Tumor rupture is considered an indication for adjuvant imatinib therapy. However, most patients will relapse despite adjuvant treatment,14 and data from the SSGXVIII/AIO trial show that patients with rupture did not benefit from prolonged (3 years) adjuvant therapy.31 Extended adjuvant treatment is now being explored in two randomized trials (ClinicalTrials.gov identifier NCT02413736 and NCT02260505), but lifelong imatinib should be considered, as indicated in the European Society for Medical Oncology (ESMO) guidelines, essentially classifying these high-risk patients into a category similar to those with metastatic disease.1 Still, one in five patients will never experience a recurrence after rupture, and hopefully future research will enable clinicians to identify these patients who could be followed closely rather than treated.

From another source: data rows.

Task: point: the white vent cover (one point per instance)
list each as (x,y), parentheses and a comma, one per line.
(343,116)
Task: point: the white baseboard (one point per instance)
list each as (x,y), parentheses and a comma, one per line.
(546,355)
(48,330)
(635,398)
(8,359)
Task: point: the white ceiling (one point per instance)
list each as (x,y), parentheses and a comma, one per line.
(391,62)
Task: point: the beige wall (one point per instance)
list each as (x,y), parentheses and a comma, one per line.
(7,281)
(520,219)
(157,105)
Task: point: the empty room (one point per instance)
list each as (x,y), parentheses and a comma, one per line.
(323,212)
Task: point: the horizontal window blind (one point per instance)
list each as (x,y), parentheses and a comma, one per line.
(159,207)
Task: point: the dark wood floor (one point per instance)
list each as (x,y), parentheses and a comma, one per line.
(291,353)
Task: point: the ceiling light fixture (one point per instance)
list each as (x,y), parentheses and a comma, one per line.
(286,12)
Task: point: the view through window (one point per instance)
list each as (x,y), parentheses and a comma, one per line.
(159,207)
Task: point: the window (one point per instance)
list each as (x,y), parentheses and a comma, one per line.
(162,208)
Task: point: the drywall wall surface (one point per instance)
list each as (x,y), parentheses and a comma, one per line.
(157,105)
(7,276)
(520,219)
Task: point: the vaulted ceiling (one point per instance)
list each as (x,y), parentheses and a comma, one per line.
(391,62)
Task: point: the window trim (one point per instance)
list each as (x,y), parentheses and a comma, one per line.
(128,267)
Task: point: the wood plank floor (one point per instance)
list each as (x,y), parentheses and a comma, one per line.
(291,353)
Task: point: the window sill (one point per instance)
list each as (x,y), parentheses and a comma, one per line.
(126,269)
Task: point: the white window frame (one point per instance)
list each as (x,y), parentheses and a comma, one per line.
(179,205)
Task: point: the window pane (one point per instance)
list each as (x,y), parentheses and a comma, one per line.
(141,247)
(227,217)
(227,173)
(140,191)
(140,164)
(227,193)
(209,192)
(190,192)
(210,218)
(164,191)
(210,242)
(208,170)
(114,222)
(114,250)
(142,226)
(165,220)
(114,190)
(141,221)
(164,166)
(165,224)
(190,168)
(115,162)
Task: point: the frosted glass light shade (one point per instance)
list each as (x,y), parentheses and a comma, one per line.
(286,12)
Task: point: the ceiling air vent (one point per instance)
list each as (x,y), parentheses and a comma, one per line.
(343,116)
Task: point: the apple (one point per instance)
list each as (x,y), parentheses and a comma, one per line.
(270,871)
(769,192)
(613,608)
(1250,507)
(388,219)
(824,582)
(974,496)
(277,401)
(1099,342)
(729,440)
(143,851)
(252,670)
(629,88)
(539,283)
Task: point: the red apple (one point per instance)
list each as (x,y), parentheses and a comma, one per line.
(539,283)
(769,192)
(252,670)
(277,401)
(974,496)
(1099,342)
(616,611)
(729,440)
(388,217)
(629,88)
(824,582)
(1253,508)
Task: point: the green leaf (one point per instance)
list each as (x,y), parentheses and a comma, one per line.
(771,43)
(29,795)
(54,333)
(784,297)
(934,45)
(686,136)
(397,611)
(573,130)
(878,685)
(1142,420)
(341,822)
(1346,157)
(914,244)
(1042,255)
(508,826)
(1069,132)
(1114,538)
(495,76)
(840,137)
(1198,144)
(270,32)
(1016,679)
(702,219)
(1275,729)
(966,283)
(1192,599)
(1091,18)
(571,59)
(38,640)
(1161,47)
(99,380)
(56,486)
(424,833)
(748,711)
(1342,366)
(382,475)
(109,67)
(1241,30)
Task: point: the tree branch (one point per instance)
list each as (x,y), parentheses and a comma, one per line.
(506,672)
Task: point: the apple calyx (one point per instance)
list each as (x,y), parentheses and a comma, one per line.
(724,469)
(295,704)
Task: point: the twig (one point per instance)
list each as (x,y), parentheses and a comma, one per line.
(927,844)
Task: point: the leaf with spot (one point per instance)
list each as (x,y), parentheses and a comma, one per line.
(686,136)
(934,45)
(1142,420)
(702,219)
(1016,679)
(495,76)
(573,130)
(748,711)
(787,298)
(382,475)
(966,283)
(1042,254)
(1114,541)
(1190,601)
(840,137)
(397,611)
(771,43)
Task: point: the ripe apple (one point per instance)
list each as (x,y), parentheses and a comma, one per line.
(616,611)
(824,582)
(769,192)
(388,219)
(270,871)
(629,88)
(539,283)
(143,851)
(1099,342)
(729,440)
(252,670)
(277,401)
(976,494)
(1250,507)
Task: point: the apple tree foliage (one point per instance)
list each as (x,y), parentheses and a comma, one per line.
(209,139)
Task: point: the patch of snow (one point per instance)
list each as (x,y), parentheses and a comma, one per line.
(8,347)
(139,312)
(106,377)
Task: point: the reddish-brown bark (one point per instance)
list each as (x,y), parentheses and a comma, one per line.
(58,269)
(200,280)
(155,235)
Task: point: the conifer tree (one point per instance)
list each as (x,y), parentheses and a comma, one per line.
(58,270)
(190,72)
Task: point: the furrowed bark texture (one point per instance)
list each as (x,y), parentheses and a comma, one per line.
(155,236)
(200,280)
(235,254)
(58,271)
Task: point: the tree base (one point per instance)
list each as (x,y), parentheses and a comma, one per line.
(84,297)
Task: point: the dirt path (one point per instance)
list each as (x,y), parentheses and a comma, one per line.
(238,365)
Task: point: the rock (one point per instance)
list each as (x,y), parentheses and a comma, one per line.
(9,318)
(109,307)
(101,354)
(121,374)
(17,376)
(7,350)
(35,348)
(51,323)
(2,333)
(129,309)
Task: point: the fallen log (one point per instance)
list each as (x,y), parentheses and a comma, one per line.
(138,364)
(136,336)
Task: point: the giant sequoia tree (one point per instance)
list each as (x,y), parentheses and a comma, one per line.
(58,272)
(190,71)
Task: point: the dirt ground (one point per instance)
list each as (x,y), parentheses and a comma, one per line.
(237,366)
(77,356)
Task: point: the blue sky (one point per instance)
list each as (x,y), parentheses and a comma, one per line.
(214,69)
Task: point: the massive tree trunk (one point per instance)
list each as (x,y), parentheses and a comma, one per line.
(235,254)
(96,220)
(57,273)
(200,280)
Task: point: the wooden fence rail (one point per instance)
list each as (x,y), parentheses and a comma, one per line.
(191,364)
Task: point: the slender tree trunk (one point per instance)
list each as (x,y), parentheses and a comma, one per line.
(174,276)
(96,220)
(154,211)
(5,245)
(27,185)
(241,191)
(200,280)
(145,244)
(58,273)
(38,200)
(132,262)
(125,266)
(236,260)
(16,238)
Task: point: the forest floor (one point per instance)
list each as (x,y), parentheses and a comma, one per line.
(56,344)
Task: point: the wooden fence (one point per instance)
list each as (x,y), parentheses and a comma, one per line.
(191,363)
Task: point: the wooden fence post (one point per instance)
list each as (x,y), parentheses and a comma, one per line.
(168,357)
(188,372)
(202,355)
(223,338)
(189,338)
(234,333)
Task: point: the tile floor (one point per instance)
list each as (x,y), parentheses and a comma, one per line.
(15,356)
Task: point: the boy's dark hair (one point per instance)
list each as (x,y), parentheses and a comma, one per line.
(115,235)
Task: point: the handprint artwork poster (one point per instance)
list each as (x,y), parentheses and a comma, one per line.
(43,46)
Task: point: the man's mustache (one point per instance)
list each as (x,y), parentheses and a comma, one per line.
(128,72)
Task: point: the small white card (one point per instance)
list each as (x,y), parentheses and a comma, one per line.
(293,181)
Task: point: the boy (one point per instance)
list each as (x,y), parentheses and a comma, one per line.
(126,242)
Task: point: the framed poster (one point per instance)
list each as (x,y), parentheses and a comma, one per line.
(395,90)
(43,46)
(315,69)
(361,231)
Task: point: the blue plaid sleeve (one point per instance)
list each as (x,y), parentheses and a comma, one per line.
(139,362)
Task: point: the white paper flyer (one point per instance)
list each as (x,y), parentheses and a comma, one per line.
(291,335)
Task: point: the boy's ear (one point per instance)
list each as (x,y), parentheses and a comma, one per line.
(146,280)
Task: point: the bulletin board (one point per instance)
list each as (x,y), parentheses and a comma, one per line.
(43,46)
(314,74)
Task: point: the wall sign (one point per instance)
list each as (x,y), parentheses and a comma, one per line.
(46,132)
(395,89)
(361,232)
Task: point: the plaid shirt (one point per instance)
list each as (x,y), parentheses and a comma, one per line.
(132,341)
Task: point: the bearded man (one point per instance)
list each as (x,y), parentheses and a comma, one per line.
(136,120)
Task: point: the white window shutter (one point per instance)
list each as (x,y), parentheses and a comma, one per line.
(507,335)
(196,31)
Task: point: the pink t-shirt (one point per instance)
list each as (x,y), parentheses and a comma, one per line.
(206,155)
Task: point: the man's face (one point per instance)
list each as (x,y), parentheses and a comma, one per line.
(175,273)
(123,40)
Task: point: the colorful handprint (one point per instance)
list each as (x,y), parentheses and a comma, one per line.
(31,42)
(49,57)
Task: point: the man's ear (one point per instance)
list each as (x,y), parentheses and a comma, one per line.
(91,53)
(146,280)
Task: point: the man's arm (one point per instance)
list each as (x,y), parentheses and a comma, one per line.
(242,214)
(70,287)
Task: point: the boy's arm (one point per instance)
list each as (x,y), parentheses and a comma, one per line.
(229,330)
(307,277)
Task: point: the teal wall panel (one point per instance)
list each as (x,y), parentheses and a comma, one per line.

Clinical Significance of Tumor Rupture in Other Sarcomas

The clinical relevance of tumor rupture has been reported in STS.32 The quality of the initial surgery is an important factor for final outcomes for STS, and much research has confirmed that microscopically negative margins (R0) are a critical factor for local RFS and DFS.33,34,35 Local control has a significant impact on overall survival (OS) in specific localizations, such as retroperitoneal sarcomas (RPS).36,37 In extremity sarcomas, the relationship with OS is less evident, possibly due to salvage options such as reoperation, amputation, or regional infusion therapy in case of local relapse.38 Unplanned resection of a tumor and piecemeal resection in non-referral centers are associated with worse prognostic outcomes. Tumor rupture is extremely uncommon in extremity or trunk wall STS, and, in these localizations, tumor rupture is mainly iatrogenic as a result of inappropriate handling.32

Given location, RPS may be more prone to intraoperative rupture than extremity STS.39 Spontaneous rupture seems less common for RPS than for GIST.40,41 The long-term prognostic consequences of rupture for RPS, especially iatrogenic rupture, beyond local recurrence, are not as clear as for GIST. Perhaps, the most striking example of a sarcoma subgroup, besides GIST, in which tumor rupture has a negative impact on outcomes may be uterine sarcomas. The process of morcellation of a tumor during laparoscopic resection of undiagnosed uterine sarcoma definitively worsens the prognosis of patients, leading to inevitable dissemination of the sarcoma.42,43 Some studies suggest that patients having morcellation are most likely to develop distant rather than local recurrences, probably because tumor manipulation may cause disease spread into the upper abdomen and via hematological and lymphatic vessels.44

Conclusions

Although tumor rupture is an important risk factor for recurrence after complete resection of GISTs for which adjuvant imatinib therapy is recommended according to guidelines, there has been no consistent definition of what constitutes ‘tumor rupture’ in GIST. Based on the Oslo criteria, we propose a comprehensive, composite definition of tumor rupture: (1) tumor fracture or spillage; (2) blood-stained ascites; (3) gastrointestinal perforation at the tumor site; (4) microscopic infiltration of an adjacent organ; (5) intralesional dissection or piecemeal resection; or (6) incisional biopsy. Minor defects, including mucosal defects or spillage contained within the gastrointestinal lumen, microscopic tumor penetration of the peritoneum or iatrogenic damage only to the peritoneal lining, uncomplicated transperitoneal needle biopsy, and R1 resection, should not be considered rupture. This definition is applicable for GIST, but not for non-GIST STS, where more evidence is required. Although some of the scenarios/categories are controversial, the proposed definition may identify GIST patients at particularly high risk of recurrence. We hope that this comprehensive definition of tumor rupture is validated in prospective studies.